Homework 5 - Chapter 6

Due: Wednesday February 27 Friday February 29, 2008 at 5:00pm
Each question is worth 2 points.

  1. Why is it important that the port number used by the client in connect() be the same port number used by the server in listen()?
  2. Why is it important that the maximum packet lifetime exceed both the lifetime of a packet and its acknowledgements?
  3. Why is a three-way handshake required to properly establish the channel? Give a reason why less than a three-way handshake would not be sufficient.
  4. UDP provides connectionless communication over the IP subnet. Why would raw IP packets be insufficient for this purpose?
  5. Why were port numbers invented for transport layer addressing? Why wasn't a pre-existing identifier like process IDs or file descriptors used?
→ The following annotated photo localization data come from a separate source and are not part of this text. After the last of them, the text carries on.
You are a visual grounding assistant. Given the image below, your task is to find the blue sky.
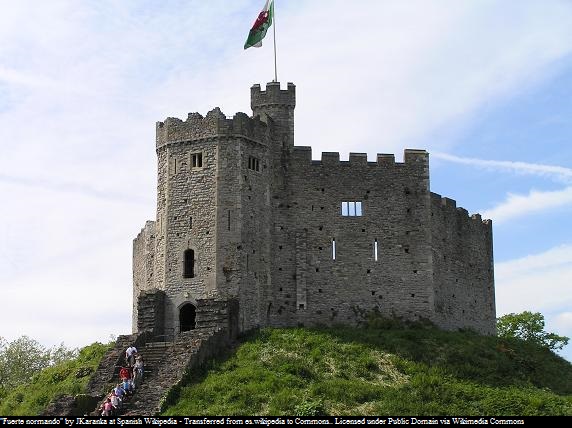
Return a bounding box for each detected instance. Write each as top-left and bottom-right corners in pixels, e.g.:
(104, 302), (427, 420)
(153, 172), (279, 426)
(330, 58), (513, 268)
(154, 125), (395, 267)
(1, 0), (572, 362)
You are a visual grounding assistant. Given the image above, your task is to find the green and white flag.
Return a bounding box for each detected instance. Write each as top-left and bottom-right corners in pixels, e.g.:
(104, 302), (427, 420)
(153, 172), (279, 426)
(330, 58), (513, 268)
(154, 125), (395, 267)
(244, 0), (274, 49)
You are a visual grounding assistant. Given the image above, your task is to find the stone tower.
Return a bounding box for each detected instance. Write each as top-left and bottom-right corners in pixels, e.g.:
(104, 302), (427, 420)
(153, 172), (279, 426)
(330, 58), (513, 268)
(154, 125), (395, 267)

  6. Describe a condition under which TCP packets could arrive out of order.
  7. Can more than one connection exist between a given pair of ports?
  8. A common issue in certain systems is that a connection gets stuck in the FIN_WAIT2 stage of the TCP finite state machine (Figure 6.33 on page 543). How is this state entered and why is it not exited?
  9. Under what network conditions would Nagle's algorithm perform poorly? Consider a user's tolerance for lag when on a character-oriented connection.
  10. When would it be more advantageous to use UDP instead of TCP?